The committee would report to the minister of state security.
A Cyber Security Centre would be established. Its responsibilities would include:
security;
» To facilitate the identification of and protection and securing of “national critical information infrastructures”; and
» To respond to and to provide coordination and leadership.
What are “national critical information infrastructures”?
As the bill stands now, they are whatever the minister of state security says they are.
The Bill defines a “national critical information infrastructure” as “any data, computer data storage medium, computer device, database, computer network, electronic communications network, electronic communications infrastructure or any part thereof or any building, structure, facility, system or equipment associated therewith”.
This includes private property.
The use of and access to “national critical information infrastructure” are governed by regulations that are determined by the State Security Agency.
Thus, in the (hopefully) unlikely event that the agency classifies my computer as “national critical information infrastructure”, I will have to apply to a court to have this classification set aside.
According to the Right 2 Know Campaign (R2K) this creates, in effect, “national key points” for the internet and gives the government power over it, including regulations to classify certain information.
But if I were a journalist or someone who wanted to reveal corruption, the bill would surely not curb me?
Not if R2K is correct. According to the watchdog, the bill would criminalise journalists and whistle blowers by “sneaking in the worst clauses of the ‘secrecy bill’ by the back door”.
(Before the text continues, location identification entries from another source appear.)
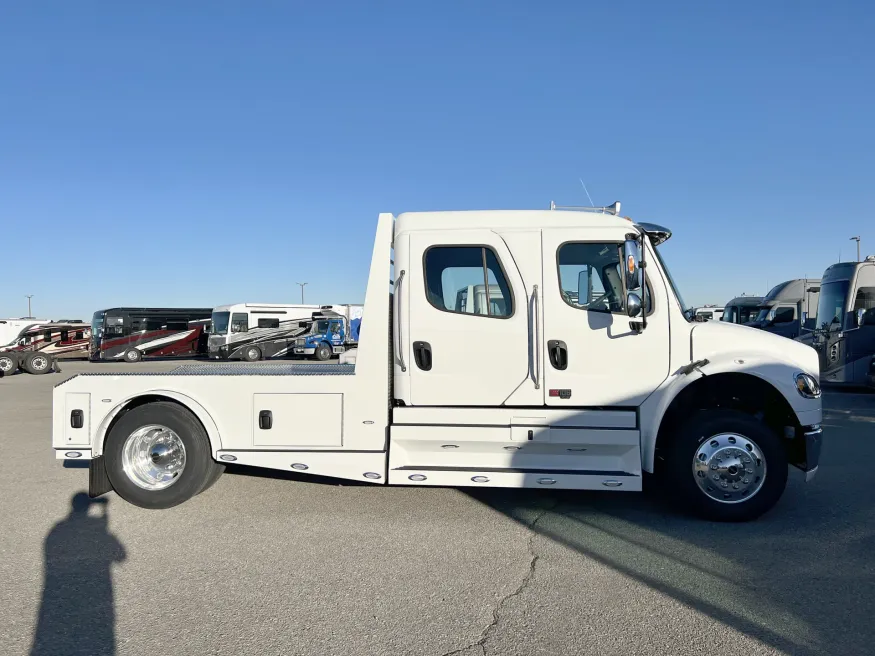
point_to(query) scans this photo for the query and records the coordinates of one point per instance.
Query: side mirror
(784, 315)
(632, 264)
(633, 304)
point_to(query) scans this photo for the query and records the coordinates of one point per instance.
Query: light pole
(856, 239)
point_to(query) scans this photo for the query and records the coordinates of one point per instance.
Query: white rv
(554, 388)
(255, 331)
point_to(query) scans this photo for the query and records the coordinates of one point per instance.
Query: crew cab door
(592, 357)
(466, 321)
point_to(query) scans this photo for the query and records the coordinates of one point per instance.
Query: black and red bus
(130, 334)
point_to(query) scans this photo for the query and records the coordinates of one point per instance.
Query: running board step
(512, 477)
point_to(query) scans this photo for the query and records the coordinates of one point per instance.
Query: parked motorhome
(789, 308)
(131, 334)
(543, 392)
(845, 327)
(254, 331)
(741, 309)
(37, 346)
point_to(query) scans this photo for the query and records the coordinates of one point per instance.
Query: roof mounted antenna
(613, 208)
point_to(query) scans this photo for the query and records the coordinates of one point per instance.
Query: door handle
(558, 354)
(422, 355)
(398, 319)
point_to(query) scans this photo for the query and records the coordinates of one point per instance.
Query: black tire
(133, 355)
(323, 352)
(37, 363)
(198, 460)
(8, 363)
(682, 482)
(217, 470)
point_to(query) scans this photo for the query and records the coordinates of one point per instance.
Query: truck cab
(844, 336)
(742, 309)
(578, 368)
(789, 308)
(325, 337)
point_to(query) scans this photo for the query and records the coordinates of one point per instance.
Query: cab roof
(513, 219)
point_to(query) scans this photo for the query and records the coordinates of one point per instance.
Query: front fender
(193, 406)
(777, 373)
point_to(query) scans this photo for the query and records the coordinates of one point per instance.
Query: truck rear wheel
(8, 363)
(133, 355)
(726, 466)
(37, 363)
(323, 352)
(158, 455)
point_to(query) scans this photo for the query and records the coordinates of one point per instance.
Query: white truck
(557, 386)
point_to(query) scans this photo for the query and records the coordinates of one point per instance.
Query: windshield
(97, 325)
(831, 308)
(220, 322)
(677, 292)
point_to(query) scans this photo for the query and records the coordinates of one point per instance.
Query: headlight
(807, 386)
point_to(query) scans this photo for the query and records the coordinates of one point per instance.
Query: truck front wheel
(726, 466)
(37, 363)
(323, 352)
(8, 363)
(158, 455)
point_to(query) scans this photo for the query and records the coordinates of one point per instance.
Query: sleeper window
(467, 280)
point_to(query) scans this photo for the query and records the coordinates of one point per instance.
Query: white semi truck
(588, 374)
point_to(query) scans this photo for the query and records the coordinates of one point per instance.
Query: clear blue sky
(199, 153)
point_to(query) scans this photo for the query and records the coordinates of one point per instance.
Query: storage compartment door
(297, 420)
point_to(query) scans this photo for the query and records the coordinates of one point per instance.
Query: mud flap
(98, 481)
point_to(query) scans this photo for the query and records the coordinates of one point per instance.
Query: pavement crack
(524, 583)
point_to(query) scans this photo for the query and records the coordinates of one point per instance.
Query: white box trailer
(566, 383)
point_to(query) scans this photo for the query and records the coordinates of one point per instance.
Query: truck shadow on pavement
(800, 579)
(77, 612)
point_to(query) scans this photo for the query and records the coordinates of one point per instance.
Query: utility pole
(856, 239)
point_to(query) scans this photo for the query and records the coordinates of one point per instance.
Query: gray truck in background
(844, 334)
(789, 308)
(741, 309)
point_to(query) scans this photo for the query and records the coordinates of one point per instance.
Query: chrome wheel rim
(729, 468)
(153, 457)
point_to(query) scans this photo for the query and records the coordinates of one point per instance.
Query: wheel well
(144, 400)
(734, 391)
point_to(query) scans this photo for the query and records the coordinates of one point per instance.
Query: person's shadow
(77, 614)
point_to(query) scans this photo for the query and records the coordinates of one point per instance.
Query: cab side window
(467, 280)
(239, 322)
(590, 278)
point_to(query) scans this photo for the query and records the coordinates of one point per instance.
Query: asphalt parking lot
(266, 563)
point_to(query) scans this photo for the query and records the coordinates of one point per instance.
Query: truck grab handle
(398, 322)
(536, 341)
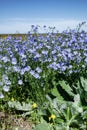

“Section 16 of the draft bill introduces a range of offences under the banner of ‘computer-related espionage’ that are practically a copy-and-paste of the worst parts of the Protection of State Information Bill (“the secrecy bill”).
These provisions make it an offence to ‘unlawfully and intentionally’ possess, communicate, deliver, make available, or receive data ‘which is in possession of the state and which is classified’,” said R2K’s statement.
As with the draconian secrecy bill, which is still on President Jacob Zuma’s desk, waiting for his signature, there is no public interest defence or protections for whistleblowers and journalists.
What do others say?
The Electronic Frontier Foundation, an international cyber watchdog organisation that is campaigning for civil liberties in the digital sphere, said the bill could “scare researchers into silence” .
“The wording of the bill shouldn’t criminalise the legitimate activities and use of tools required for independent security research, academic research and other activities that are carried out in good faith and serve the public interest and in the end make the public safer,” read the organisation’s statement.